Open Foadsf opened 4 years ago

Foadsf commented 4 years ago

Sadly the original developer of the software does not comply with the common programming best practices. He used to publish binaries and zip files on SourceForge, then he switched to his blog. and right now he only publishes source code as zip files plus binaries (only for Windows?) on his Patreon. I have tried to collect whatever code I could find on the internet and then convert the svn structure, to git. we now have several repositories:

As you may see it is a mess. I'm looking forward to seeing your ideas that how we can clean up things and merge everything in or two repositories.

ghost commented 4 years ago

IMHO, there are two different tasks:

First, merge all the projects, and try to keep the history (SimulIDE_SF seems to have a lot of commits, I would keep them), and use tags or release branches as a starting point.

Once you have your standard branches clearly defined (i.e. develop, release/0.3.12, etc.), use a "vendor branch" for the code that comes from Patreon.

pratikpc commented 4 years ago

Also are there benefits of keeping https://github.com/SimulIDE/SimulIDE/tree/master/src/simavr up-to-date with https://github.com/buserror/simavr?

Mihaylov93 commented 4 years ago

There should be but there also could bring unexpected issues, I would say instead of having it inside the repo (Usually bad practice) we should use git submodules.

pratikpc commented 4 years ago

@Mihaylov93 agree with you

But Git Submodules do not support adding only a subdirectory right?

Mihaylov93 commented 4 years ago

Yes, there is ways to set the subfolder as a submodule but I agree with this answer here https://stackoverflow.com/a/5303850 I would live with having the whole repo as submodule

Another possibility is to have a fork and use it in this project, that way we also have some form of versioning.

Minetrain2002 commented 1 year ago

what about this https://launchpad.net/simulide was linked to on the blog here https://www.simulide.com/p/home.html

ppenguin commented 1 year ago

Using this and this I could download the most recent source tree with one curl command:

curl -SLo simulide.tgz "https://bazaar.launchpad.net/~arcachofo/simulide/1.0.1/tarball/1425"

I guess it should in theory be possible to make a github action that does this automatically (possibly would need timed execution and some scraping to find the most recent revision), and then automatically merge the changes into the chosen branch of this repo, along the lines of (executed e.g. every week via GHA cron functionality)

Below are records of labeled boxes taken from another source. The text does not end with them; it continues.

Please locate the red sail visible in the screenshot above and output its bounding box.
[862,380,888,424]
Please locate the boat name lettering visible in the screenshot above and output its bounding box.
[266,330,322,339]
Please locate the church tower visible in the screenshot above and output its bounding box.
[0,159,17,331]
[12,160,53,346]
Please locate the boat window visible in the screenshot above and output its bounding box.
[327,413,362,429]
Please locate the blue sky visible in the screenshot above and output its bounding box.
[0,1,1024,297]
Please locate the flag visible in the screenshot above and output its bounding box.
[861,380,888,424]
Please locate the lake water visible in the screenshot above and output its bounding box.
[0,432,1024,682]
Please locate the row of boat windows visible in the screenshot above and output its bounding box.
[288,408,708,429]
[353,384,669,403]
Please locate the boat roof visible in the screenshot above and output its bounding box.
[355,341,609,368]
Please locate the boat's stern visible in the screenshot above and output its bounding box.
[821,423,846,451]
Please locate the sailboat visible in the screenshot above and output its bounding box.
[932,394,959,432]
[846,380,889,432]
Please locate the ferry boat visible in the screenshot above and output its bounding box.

  1. create and checkout in this repo the branch upstream-copy
  2. download and unpack the source tree according to the above, e.g. sth like
    curl -sL "https://bazaar.launchpad.net/~arcachofo/simulide/1.0.1/tarball/1425" | tar -zxv -C $(pwd) --strip-components=3 -f -
  3. commit and push
  4. checkout our tracking branch, e.g. upstream
  5. merge upstream-copy into upstream
  6. delete upstream-copy

Of course if one is willing to occasionally perform these steps manually (the number of commits seems to be between 0 and about 10 / month) these steps aren't so time consuming...

One could then have an own main which often merges changes from upstream but contains additional improvements...

(I couldn't make these instructions work for me to directly clone the repo with git, might also be related to restrictions that are on the repo only download with password?)

ppenguin commented 1 year ago

As a test and PoC I made a nix flake that can build and run almost directly (it needed some minor fixes) from the current upstream trunk, can be tested like so:

nix run "github:/ppenguin/SimulIDE/?ref=from-scratch-upstream-trunk-1723&dir=.nix#simulide"

This is mainly to prove that upstream can be built declaratively, which means virtually no maintenance overhead. It may as well be possible to use brz in the nix derivation, thereby making it act on a "live-pulled" revision from launchpad. While it would arguably be "better" if upstream would use git, this is (for nix users at least) a feasible way do do spin-offs that have relatively minor modifications (any that can be added by patching).